Gilbert bids farewell to New York in the parks concert program, writing, “It has been a privilege to stand upon this august platform and make decisions that have altered and enhanced New York City’s cultural landscape. When this Orchestra does artistic things, they are noticed, and they inspire others, far and wide. Ultimately, I know my tenure is just one chapter in the Philharmonic’s long story, and I look forward to seeing what comes next.”
As Music Director of the New York Philharmonic since 2009, Alan Gilbert has introduced the positions of The Marie-Josée Kravis Composer-in-Residence, The Mary and James G. Wallach Artist-in-Residence, and Artist-in-Association; CONTACT!, the new-music series; the NY PHIL BIENNIAL, an exploration of today’s music; and the New York Philharmonic Global Academy, partnerships with cultural institutions to offer training of pre-professional musicians, often alongside performance residencies. The Financial Times called him “the imaginative maestro-impresario in residence.”
Alan Gilbert concludes his final season as Music Director with four programs that reflect themes, works, and musicians that hold particular meaning for him, including Beethoven’s Ninth Symphony alongside Schoenberg’s A Survivor from Warsaw, Wagner’s complete Das Rheingold in concert, and an exploration of how music can effect positive change in the world. Other highlights include four World Premieres, Mahler’s Fourth Symphony, Ligeti’s Mysteries of the Macabre, and Manhattan, performed live to film. He also leads the Orchestra on the EUROPE / SPRING 2017 tour and in performance residencies in Shanghai and Santa Barbara. Past highlights include acclaimed stagings of Ligeti’s Le Grand Macabre, Janáček’s The Cunning Little Vixen, Stephen Sondheim’s Sweeney Todd starring Bryn Terfel and Emma Thompson (2015 Emmy nomination), and Honegger’s Joan of Arc at the Stake starring Marion Cotillard; 28 World Premieres; a tribute to Boulez and Stucky during the 2016 NY PHIL BIENNIAL; The Nielsen Project; the Verdi Requiem and Bach’s B-minor Mass; the score from 2001: A Space Odyssey, performed live to film; Mahler’s Resurrection Symphony on the tenth anniversary of 9/11; performing violin in Messiaen’s Quartet for the End of Time; and ten tours around the world.

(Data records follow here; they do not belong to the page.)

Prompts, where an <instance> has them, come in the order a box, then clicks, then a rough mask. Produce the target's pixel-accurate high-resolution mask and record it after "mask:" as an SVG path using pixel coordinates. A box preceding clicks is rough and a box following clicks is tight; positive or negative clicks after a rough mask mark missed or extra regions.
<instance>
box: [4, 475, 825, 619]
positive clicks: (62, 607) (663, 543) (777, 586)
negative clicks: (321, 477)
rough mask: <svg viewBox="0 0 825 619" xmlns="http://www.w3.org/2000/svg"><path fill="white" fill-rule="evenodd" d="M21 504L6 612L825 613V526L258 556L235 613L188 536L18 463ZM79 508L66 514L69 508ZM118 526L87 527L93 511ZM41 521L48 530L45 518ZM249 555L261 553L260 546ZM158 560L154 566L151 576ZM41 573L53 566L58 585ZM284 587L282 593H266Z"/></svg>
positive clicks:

Conductor laureate of the Royal Stockholm Philharmonic Orchestra and former principal guest conductor of Hamburg’s NDR Symphony Orchestra, Alan Gilbert regularly conducts leading orchestras around the world. This season he returns to the foremost European orchestras, including the Leipzig Gewandhaus, Munich Philharmonic, Amsterdam’s Royal Concertgebouw, and Orchestra dell’Accademia Nazionale di Santa Cecilia. He will record Beethoven’s complete piano concertos with the Academy of St Martin in the Fields and Inon Barnatan, and conduct Gershwin’s Porgy and Bess at Milan’s Teatro alla Scala, his first time leading a staged opera there. He made his acclaimed Metropolitan Opera debut conducting John Adams’s Doctor Atomic in 2008, the DVD of which received a Grammy Award, and he conducted Messiaen’s Des Canyons aux étoiles on a recent album recorded live at the Santa Fe Chamber Music Festival. Mr. Gilbert is Director of Conducting and Orchestral Studies at The Juilliard School, where he holds the William Schuman Chair in Musical Studies. His honors include Honorary Doctor of Music degrees from The Curtis Institute of Music (2010) and Westminster Choir College (2016), Columbia University’s Ditson Conductor’s Award (2011), election to The American Academy of Arts & Sciences (2014), a Foreign Policy Association Medal for his commitment to cultural diplomacy (2015), Officier de l’Ordre des Arts et des Lettres (2015), and New York University’s Lewis Rudin Award for Exemplary Service to New York City (2016).